While we expended calories in heavy thinking, in our mountainside board room, Lyth directed himself to emerge from gates and dive back into them, on shorter and shorter hops. Between the two of us, we had mapped out a series of jumps which would keep us inside the array for the longest amount of time, so that the last jump would have us emerge over the Crystal City on the early morning of the Birthday Celebrations, hours before they were to formally begin, but not too soon—we couldn’t linger in Imperial headquarters territory while waiting for the Emperor to arrive at the palace.
“Can’t he just stay in a wormhole?” Juliyana had asked, while we had been mapping the jumps at the navigation table. “Just not come out?”
Lyth gave her a small smile. “Can you make a stone stop in the middle of a well, before it reaches the bottom?”
“What’s a well?” Juliyana asked.
“Doesn’t matter,” I said. “The point is, once a ship is in a wormhole, it is no longer capable of doing anything but moving through to the end. The initial velocity is maintained. That’s why capacitors are used for the jump into the hole—not just to get into the hole, but to maximize velocity for the transition through it. There is no atmosphere. Reality doesn’t work in there, so braking thrusts don’t work, either. We have no choice about emerging at the end.” I looked at Noam, who was standing and listening. “Or can you change that?”
Noam shook his head. “The wormholes are not part of me.
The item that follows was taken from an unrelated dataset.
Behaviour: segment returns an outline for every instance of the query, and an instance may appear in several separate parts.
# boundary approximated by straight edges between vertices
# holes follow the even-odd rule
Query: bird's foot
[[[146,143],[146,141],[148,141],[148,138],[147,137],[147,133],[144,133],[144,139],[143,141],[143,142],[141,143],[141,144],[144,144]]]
They are outside my nature. The gates, the information…that is me.”
Juliyana grimaced, looking at the complicated back and forth we had been laying out on the 3D map of the empire. “Better you than me, then.”
How to emerge at the right time was simple mathematics.
The bigger problem we had to resolve to make any plan work was how to emerge over the Crystal City and not get instantly vaporized.
“There will be so many Imperial ships between the gates and the city that I could put on a suit and leap from hull to hull, from gate to city,” Dalton said, his tone withering. “It’s a public event, Emperor’s presence guaranteed. Every ship will have some poor grunt chained to the gun panel, his finger on the firing button, just waiting for enemy ships to turn up. And the Lythion looks nothing like any ship in the Emperor’s fleet.”